SANS | Expériences & Outils | publié le : 14.09.2004 |

Après les inondations de décembre 2003 en Arles, Panzani a décidé de fermer son usine de riz Lustucru. Depuis six mois, le personnel occupe les locaux. Il cherche désespérément une solution pour maintenir une activité industrielle sur le site.

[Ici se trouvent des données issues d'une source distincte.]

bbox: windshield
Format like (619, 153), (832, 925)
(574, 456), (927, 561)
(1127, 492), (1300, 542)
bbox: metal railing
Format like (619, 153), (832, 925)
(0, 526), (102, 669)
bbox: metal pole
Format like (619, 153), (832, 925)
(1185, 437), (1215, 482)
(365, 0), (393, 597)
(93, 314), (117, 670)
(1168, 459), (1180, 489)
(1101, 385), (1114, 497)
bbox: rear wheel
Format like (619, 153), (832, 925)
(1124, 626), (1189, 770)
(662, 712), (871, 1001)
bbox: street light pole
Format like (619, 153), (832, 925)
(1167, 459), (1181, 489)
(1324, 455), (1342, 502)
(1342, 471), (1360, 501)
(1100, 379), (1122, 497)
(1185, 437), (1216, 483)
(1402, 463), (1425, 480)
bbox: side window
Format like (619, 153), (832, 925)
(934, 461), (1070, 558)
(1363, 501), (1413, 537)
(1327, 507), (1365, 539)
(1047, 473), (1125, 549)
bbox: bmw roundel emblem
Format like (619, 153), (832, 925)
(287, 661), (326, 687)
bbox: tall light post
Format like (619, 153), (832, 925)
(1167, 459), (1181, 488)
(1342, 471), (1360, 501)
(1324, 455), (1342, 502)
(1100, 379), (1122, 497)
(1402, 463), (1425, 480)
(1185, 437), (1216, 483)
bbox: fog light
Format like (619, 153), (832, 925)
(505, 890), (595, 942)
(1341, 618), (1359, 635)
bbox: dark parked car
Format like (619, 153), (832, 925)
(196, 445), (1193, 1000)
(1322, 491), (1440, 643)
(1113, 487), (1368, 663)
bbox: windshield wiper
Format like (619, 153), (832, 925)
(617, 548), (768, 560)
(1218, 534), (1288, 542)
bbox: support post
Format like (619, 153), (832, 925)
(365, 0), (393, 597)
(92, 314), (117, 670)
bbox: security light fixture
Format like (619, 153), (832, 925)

Al'entrée de l'usine, la banderole en lettres rouges donne le ton : « On ne lâchera rien ». Sous les hangars, l'odeur du riz mélangée à celle de l'anti-rouille et du limon. Des dizaines de machines silencieuses et, jusqu'au plafond, des palettes de paquets de riz sans acheteur. L'entrée des bureaux désertés par la direction s'orne d'un drapeau aux couleurs de la CGT. Depuis le 25 mars dernier, les 146 salariés de Lustucru Riz occupent leur usine abîmée par les eaux. Ils ont créé un site Internet, «lusturizvivra». En détail, ils content les péripéties de la guerre qui les oppose à leur direction.

Pas de réhabilitation

Le 4 décembre 2003, le Rhône déborde, envahit la plaine et toute la partie nord de la ville d'Arles ; 7 000 personnes sont sinistrées, ainsi que 80 % de la zone industrielle nord où se trouve l'usine Lustucru Riz, propriété de Panzani, détenu par Paribas Affaires industrielles (PAI). Après les fêtes de Noël, des salariés sont mobilisés pour nettoyer le site, les autres sont invités à rester chez eux. Des vigiles gardent le lieu nuit et jour. Un CE est fixé au 26 mars 2004. Il doit sceller le sort de l'entreprise. La veille, une partie du personnel entame l'occupation de l'usine. Le couperet tombe : la rizerie ne sera pas réhabilitée.

Lourd préjudice

Michel Peudevin, Pdg de Lustucru Riz, martèle ses arguments : « Le site a été expertisé pendant trois mois. Les bâtiments et les équipements ont été sinistrés, la zone a subi un lourd préjudice du point de vue sanitaire, géologique et sécuritaire. Le coût et la durée d'une réhabilitation étaient trop élevés : 26,5 millions d'euros pour quinze à dix-sept mois de travaux. Les assurances ne nous indemnisent qu'à hauteur de 15,5 millions d'euros. Et le compte d'exploitation révèle que cette usine, bien que rentable, n'est pas suffisamment productive ni compétitive sur le marché européen, très tendu. » Panzani ne renonce pas pour autant aux riz Lustucru et Taureau Ailé, les deux marques produites en Arles. Dans les deux mois qui suivent les inondations, dix sous-traitants industriels «européens» sont recrutés pour les fabriquer à «un coût plus compétitif».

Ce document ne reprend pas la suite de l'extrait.